Suppose $x\in S_1$ is a linear form on $\Bbb P^n$ not in $\mathfrak{p}$. I claim $\mathcal{S}_\mathfrak{p}\cong S_{(\mathfrak{p})}[x]$: as $\mathfrak{p}\in D(x)$, we can write $(\mathcal{O}_X(n))_\mathfrak{p} = (\mathcal{O}_X(n)|_{D(x)})_\mathfrak{p}$ since restriction commutes with stalks. By the identification of $D(x)$ with $\Bbb A^n$, we have $\mathcal{O}_X(n)|_{D(x)}$ is the sheaf associated to the $S_{(x)}$-module $x^nS_{(x)}$, and the prime ideal $\mathfrak{p}$ is associated to the prime ideal $\mathfrak{p}'=\mathfrak{p}_{(x)}$. So $$(\mathcal{O}_X(n)|_{D(x)})_\mathfrak{p} = (\widetilde{x^nS_{(x)}})_{\mathfrak{p}'}=x^nS_{(\mathfrak{p})}$$ and the direct sum $\mathcal{S}_\mathfrak{p}$ is $\bigoplus_{n\geq0} x^nS_{\mathfrak{p}}=S_\mathfrak{p}[x]$. As $S_{\mathfrak{p}}$ is integrally closed, $\mathcal{S}_\mathfrak{p}$ is too.

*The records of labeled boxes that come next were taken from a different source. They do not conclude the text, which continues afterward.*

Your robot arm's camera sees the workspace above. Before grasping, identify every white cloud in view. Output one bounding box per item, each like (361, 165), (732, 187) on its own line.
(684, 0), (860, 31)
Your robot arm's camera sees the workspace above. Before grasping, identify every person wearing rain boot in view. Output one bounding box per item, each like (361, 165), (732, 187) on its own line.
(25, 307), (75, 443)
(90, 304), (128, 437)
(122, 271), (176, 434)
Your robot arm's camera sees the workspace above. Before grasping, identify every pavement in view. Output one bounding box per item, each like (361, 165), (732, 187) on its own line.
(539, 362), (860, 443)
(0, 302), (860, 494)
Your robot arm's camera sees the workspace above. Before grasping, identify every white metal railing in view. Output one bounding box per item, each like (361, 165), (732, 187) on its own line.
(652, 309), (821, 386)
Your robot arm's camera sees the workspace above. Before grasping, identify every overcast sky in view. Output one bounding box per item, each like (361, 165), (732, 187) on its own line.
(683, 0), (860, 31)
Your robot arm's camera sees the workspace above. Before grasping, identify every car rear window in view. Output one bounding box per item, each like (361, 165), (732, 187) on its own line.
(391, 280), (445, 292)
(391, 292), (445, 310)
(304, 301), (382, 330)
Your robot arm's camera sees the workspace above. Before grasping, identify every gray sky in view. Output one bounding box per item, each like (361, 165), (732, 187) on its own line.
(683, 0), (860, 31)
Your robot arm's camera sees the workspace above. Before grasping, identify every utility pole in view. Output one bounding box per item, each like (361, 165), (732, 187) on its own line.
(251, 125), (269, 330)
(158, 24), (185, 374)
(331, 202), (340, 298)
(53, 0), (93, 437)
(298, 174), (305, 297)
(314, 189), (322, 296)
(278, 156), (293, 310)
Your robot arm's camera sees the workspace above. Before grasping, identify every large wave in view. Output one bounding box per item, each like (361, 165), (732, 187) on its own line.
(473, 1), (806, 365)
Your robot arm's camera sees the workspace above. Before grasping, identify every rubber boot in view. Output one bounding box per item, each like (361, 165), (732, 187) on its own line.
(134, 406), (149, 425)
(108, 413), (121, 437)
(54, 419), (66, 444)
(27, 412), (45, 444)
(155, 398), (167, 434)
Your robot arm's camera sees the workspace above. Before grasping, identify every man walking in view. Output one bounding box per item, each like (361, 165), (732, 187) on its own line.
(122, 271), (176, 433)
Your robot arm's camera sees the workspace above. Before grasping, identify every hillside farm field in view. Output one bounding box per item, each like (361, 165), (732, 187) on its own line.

As for why integrally closed in all stalks means integrally closed for every open, define a sheaf $\mathcal{T}$ by the rule $\mathcal{T}(U)$ is the integral closure of $\mathcal{S}(U)$, which works because integral closure commutes with localization. Then $\mathcal{S}$ is naturally a subsheaf of $\mathcal{T}$ with the same stalks, which implies they must be equal.